I am saying nothing new, I know this, but when stated like this, we can perhaps see why the deaf wanting deaf children is not the horror that some would think it is. It is nothing more than an extension of this argument; they think it is better to be deaf than otherwise.
If we restrict this, then the harm we are committing is identical to that traditional eugenics. And if the harm is in the restriction of choice, then an act that is made without restriction, such as abortion, cannot be compared to eugenics.
Let me finish with two notes.
It is perhaps interesting to note that pretty much any argument against genetic liberty can also be leveled against other human enhancement technologies, and have the same counters.
Secondly, as a counter to the Transhumanism = Eugenics comparison, it is worth remembering that augmentation technologies make genetic predisposition increasingly redundant. As such, we can quite honestly say that Transhumanism acts contrary to eugenics.
By Harry Dishman on Mar 05, 2013 at 7:17am
@Harry Dishman: “Secondly, as a counter to the Transhumanism = Eugenics comparison, it is worth remembering that augmentation technologies make genetic predisposition increasingly redundant.”
Crucial issue. Since we do have antibiotics/cars, should we be disinterested in maintaining or developing an immune system/working legs?

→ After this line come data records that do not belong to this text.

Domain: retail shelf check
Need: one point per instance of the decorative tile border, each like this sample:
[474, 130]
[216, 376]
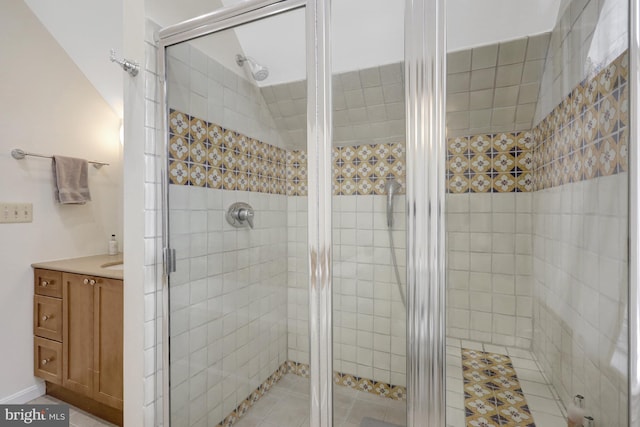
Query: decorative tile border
[496, 163]
[379, 388]
[242, 409]
[204, 154]
[492, 393]
[585, 136]
[357, 170]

Certainly, if we do not relinquish technology *and* we do not implement eugenic measures, augmentation may actually involve growing dysgenic effect.
OTOH, the stance I defended in my book on Biopolitics is that the deliberate programming of our genetic features allows us to have our pie and eat it too, as in more technology being the remedy to technology. More or less in the spirit of Parsifal’ “sword that heals”.